Por mais humilde que fosse uma família, o dia de festa era sempre um dia diferente e com algo especial.

Sempre havia, uma árvore enfeitada com amor e poucos recursos, algum alegra-campo, comida diferente, casa mais asseada e até presentes para os mais pequenos. Não havia presentes caros que pudessem encher a sala de cada família, mas sim a alegria genuína estampada sobretudo nos mais pequenos. No fundo, cada um vivia este momento de alegria em função das suas possibilidades. Uns com mais, outros com menos.

Na minha casa o dia começava bem cedo. Desde logo, com a ânsia, a minha e dos meus irmãos para sabermos o que nos reservava o sapatinho. Mal dormíamos para andarmos a rondar a lareira, à espreita do que pudesse calhar a cada um.
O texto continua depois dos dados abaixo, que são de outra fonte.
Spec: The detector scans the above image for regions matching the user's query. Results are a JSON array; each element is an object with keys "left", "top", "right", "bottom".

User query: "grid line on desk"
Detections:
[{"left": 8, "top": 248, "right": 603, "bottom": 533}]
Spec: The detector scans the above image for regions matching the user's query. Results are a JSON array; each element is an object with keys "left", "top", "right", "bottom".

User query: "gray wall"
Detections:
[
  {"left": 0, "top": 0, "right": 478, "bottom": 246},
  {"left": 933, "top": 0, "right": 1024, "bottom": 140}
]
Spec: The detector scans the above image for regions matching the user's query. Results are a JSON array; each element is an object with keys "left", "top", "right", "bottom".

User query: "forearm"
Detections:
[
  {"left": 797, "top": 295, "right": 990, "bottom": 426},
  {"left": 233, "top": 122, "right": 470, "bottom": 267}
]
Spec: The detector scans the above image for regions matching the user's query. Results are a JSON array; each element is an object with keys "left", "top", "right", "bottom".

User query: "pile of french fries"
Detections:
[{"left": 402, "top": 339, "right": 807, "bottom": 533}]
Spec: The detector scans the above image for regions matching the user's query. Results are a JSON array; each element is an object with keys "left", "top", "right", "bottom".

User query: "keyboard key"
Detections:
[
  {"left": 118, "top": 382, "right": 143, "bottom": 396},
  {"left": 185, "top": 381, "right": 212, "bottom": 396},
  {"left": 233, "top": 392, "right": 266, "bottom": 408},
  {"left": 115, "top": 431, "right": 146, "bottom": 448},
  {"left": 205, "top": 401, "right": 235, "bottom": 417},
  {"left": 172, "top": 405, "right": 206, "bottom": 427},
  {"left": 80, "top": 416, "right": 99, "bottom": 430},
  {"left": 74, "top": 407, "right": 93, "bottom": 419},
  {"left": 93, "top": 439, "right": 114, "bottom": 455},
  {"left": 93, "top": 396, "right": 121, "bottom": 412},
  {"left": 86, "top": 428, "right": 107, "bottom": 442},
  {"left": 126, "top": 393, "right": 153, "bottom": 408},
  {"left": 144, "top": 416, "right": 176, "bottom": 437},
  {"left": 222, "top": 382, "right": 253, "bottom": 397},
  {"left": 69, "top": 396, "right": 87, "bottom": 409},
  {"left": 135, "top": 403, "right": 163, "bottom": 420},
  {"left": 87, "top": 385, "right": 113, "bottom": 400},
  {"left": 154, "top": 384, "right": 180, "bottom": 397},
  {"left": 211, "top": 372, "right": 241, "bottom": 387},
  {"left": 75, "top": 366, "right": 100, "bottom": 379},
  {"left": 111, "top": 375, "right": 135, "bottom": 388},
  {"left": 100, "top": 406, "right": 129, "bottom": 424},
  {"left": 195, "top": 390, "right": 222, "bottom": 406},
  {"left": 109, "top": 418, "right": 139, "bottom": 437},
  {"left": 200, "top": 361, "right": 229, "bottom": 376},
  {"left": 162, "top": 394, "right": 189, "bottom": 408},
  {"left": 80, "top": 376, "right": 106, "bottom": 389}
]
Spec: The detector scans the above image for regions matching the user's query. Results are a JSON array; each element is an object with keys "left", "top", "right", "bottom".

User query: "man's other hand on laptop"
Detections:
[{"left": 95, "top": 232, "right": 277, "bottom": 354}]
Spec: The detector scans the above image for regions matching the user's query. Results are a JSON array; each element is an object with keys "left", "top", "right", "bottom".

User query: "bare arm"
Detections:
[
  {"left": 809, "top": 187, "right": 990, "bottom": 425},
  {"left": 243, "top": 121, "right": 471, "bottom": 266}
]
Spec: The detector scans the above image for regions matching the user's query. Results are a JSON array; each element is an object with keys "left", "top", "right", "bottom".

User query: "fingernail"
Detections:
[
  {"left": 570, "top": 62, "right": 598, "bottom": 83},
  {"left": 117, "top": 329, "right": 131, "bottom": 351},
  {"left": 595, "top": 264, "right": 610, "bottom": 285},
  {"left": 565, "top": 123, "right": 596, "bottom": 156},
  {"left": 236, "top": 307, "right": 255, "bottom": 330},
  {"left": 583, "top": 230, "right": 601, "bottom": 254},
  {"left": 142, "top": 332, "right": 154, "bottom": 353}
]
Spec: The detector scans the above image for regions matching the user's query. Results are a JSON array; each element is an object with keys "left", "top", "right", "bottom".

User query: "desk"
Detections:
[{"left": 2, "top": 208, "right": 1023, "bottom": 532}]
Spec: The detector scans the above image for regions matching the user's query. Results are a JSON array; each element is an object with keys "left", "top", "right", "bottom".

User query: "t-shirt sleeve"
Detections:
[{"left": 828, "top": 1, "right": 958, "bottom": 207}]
Isso implicava acordar bem cedo ou até quase nem dormir, só de pensar no que nos reservava o menino Jesus.

Desvendado o mistério, a hora era de brincadeira pura. Cada um com o seu brinquedo, lá íamos nós, desfrutar daqueles momentos mágicos. A brincadeira só era interrompida com a voz dos pais a chamar, para tomarmos o pequeno-almoço. Um pequeno-almoço naturalmente especial. Nesse dia a carne de vinho-e-alhos era a ementa obrigatória. O pão, embebido no vapor da carne quando esta fervia ao lume, era um dos cheiros inconfundíveis do Natal. O pequeno-almoço, quase a meia manhã, era acompanhado com o obrigatório cacau quente, dando um toque especial à refeição.

Os adultos antes da refeição, comiam uns gomos de laranja e bebiam um pouco de aguardente (um grogue), ao que se dizia para não fazer “estamagueira”- um termo usado para explicar eventuais enfartamentos que poderiam surgir.
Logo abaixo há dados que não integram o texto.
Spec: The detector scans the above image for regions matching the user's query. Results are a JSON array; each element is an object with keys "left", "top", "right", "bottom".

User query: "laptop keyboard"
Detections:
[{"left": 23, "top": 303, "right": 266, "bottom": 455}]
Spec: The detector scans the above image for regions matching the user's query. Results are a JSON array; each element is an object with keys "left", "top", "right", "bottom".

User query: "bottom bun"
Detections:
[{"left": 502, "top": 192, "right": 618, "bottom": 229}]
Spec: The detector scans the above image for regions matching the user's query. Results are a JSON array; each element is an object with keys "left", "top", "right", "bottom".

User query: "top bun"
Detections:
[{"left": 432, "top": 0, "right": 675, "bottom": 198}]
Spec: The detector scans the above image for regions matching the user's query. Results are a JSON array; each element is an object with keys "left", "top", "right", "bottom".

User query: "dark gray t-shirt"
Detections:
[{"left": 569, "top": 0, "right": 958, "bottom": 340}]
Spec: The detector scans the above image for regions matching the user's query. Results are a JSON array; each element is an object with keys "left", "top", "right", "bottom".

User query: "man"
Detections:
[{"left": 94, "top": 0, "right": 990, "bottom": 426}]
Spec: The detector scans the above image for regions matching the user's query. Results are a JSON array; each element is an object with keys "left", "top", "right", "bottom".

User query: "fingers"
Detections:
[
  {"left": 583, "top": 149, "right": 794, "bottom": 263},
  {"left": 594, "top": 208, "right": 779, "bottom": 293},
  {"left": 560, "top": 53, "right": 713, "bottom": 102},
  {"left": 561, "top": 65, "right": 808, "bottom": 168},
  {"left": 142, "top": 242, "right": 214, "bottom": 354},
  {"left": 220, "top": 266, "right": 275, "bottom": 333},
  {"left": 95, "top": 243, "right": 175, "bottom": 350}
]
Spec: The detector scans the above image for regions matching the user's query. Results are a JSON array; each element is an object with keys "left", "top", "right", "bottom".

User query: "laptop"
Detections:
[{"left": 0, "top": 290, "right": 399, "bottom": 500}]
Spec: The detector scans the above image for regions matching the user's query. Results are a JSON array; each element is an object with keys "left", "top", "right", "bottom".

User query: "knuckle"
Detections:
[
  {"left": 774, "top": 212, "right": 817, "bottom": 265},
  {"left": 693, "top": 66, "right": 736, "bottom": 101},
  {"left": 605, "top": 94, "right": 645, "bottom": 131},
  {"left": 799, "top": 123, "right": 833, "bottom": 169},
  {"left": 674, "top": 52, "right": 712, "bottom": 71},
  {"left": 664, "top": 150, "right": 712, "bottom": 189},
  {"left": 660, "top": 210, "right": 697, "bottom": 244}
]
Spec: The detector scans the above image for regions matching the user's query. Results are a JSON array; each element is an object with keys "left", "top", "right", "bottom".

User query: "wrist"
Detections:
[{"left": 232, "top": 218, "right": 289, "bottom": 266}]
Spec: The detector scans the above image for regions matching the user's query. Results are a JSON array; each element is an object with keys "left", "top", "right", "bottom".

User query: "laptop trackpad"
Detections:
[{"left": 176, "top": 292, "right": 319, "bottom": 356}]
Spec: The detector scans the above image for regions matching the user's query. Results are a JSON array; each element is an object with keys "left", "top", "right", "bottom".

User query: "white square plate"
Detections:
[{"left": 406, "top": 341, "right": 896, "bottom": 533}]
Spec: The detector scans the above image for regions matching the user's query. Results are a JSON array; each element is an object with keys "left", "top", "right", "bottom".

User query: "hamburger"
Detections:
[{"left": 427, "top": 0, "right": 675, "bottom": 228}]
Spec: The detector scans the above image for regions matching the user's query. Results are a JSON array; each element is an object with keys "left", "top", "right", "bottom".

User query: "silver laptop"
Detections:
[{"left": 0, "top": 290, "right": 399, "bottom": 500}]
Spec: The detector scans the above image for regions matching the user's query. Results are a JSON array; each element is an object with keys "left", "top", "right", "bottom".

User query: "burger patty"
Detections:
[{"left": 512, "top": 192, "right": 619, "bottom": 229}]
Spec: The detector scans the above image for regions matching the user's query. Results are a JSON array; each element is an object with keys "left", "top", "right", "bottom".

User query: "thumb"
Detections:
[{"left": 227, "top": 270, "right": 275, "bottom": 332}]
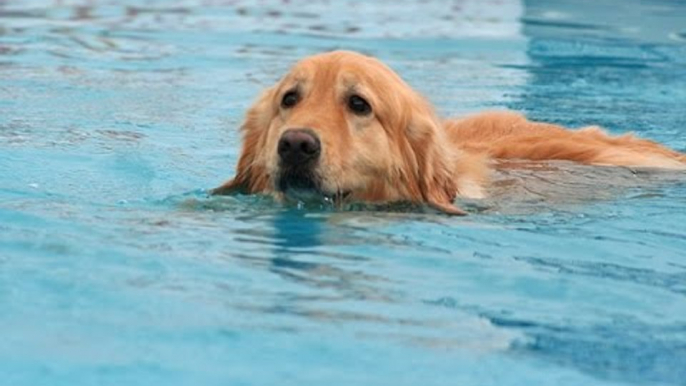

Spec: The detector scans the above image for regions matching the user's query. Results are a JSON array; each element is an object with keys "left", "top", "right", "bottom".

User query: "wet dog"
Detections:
[{"left": 213, "top": 51, "right": 685, "bottom": 214}]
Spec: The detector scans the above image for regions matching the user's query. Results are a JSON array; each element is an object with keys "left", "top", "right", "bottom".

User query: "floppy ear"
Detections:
[
  {"left": 211, "top": 88, "right": 275, "bottom": 196},
  {"left": 403, "top": 105, "right": 467, "bottom": 216}
]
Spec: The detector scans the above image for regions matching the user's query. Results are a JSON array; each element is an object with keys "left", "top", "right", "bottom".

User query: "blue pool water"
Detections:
[{"left": 2, "top": 1, "right": 686, "bottom": 385}]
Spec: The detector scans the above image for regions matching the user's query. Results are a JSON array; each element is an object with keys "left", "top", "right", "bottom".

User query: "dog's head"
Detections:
[{"left": 214, "top": 51, "right": 468, "bottom": 214}]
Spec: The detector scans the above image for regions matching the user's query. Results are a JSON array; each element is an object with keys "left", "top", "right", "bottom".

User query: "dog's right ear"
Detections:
[
  {"left": 397, "top": 97, "right": 469, "bottom": 216},
  {"left": 211, "top": 88, "right": 276, "bottom": 195}
]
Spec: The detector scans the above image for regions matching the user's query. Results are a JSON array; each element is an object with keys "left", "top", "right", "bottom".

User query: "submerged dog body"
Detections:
[{"left": 213, "top": 51, "right": 685, "bottom": 214}]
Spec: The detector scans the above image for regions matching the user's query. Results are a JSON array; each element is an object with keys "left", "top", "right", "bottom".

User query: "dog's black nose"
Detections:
[{"left": 278, "top": 129, "right": 321, "bottom": 165}]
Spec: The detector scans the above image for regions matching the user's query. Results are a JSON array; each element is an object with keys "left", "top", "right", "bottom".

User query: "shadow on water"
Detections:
[
  {"left": 271, "top": 208, "right": 325, "bottom": 250},
  {"left": 174, "top": 191, "right": 398, "bottom": 299}
]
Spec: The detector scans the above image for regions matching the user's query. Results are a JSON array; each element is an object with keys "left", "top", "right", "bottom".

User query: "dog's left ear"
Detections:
[
  {"left": 402, "top": 106, "right": 467, "bottom": 216},
  {"left": 212, "top": 88, "right": 276, "bottom": 196}
]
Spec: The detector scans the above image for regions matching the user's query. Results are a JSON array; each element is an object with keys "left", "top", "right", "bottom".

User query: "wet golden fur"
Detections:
[{"left": 213, "top": 51, "right": 685, "bottom": 214}]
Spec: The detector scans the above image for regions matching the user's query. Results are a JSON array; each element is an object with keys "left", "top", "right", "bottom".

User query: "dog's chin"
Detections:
[{"left": 276, "top": 169, "right": 351, "bottom": 206}]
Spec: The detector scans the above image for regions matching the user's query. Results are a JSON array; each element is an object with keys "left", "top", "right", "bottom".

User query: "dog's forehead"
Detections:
[{"left": 288, "top": 53, "right": 390, "bottom": 87}]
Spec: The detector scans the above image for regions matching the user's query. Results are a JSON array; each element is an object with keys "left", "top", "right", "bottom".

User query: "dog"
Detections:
[{"left": 212, "top": 50, "right": 685, "bottom": 215}]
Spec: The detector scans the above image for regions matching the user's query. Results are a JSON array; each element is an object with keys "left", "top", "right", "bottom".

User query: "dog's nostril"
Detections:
[
  {"left": 278, "top": 140, "right": 291, "bottom": 153},
  {"left": 301, "top": 141, "right": 317, "bottom": 155},
  {"left": 278, "top": 129, "right": 321, "bottom": 164}
]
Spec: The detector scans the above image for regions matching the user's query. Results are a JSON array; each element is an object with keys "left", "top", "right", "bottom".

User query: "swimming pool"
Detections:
[{"left": 1, "top": 0, "right": 685, "bottom": 385}]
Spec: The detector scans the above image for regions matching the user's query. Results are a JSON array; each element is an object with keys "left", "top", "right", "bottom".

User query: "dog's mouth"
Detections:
[{"left": 276, "top": 169, "right": 351, "bottom": 206}]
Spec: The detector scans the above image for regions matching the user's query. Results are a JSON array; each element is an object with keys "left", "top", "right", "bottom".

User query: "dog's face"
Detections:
[
  {"left": 261, "top": 51, "right": 416, "bottom": 204},
  {"left": 216, "top": 51, "right": 467, "bottom": 214}
]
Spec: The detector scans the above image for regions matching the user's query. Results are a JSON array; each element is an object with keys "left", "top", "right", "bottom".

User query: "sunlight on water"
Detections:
[{"left": 1, "top": 1, "right": 686, "bottom": 385}]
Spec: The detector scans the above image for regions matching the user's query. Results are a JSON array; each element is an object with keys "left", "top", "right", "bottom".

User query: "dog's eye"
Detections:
[
  {"left": 281, "top": 90, "right": 299, "bottom": 109},
  {"left": 348, "top": 94, "right": 371, "bottom": 115},
  {"left": 281, "top": 90, "right": 299, "bottom": 108}
]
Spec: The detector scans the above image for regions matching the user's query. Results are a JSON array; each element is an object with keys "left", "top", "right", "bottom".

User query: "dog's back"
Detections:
[{"left": 446, "top": 111, "right": 686, "bottom": 169}]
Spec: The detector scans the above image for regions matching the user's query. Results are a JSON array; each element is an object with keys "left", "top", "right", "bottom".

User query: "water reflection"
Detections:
[
  {"left": 264, "top": 209, "right": 394, "bottom": 301},
  {"left": 271, "top": 209, "right": 324, "bottom": 250}
]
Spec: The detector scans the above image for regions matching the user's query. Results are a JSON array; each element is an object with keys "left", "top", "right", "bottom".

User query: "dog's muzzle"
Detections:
[
  {"left": 276, "top": 128, "right": 321, "bottom": 194},
  {"left": 278, "top": 129, "right": 321, "bottom": 166}
]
Concluído o pequeno-almoço, era tempo de começar a preparar as refeições seguintes.

Ao almoço por norma entrava a galinha caseira. Nesta altura, era tudo em grande. As quantidades eram reforçadas. Normalmente, não era apenas uma galinha, mas sim duas, ou até o maior galo que existisse lá no galinheiro. Claro que eram abatidas e preparadas de véspera. No dia, avançava-se para a confeção. Na minha casa, por norma era o guisado que vingava. Semilhas novas e um arroz branco, carregados de sabores caseiros, era um prato que normalmente implicava repetição.

Como primeiro prato, por vezes, fazia-se um caldo de galinha. Tudo isto acompanhado pelo pão caseiro feito por aqueles dias. Ao mesmo tempo que se preparava o almoço, como era festa, era necessário também preparar uma sobremesa. Por vezes, existia algum pudim, mas para nós o forte naquele dia, era uma salada de frutas. Com alguma antecedência, os meus pais compravam um ananás que era, por assim dizer, o “rei” da salada. Uma mistura de frutas que incluía banana, maçãs, laranjas e tangerinas. Pelo meio acrescentava-se um pouco de açúcar e um pouco de laranjada. Esta salada de frutas era uma espécie de confeção comunitária. Ou seja, lá em casa, todos à volta da mesa e de uma taça de grande porte, iam contribuindo para a sua elaboração. Era um processo muito divertido que, em muitas situações, implicava o lamber dos dedos, mesmo com as necessárias reprimendas de que éramos alvo por parte dos mais velhos.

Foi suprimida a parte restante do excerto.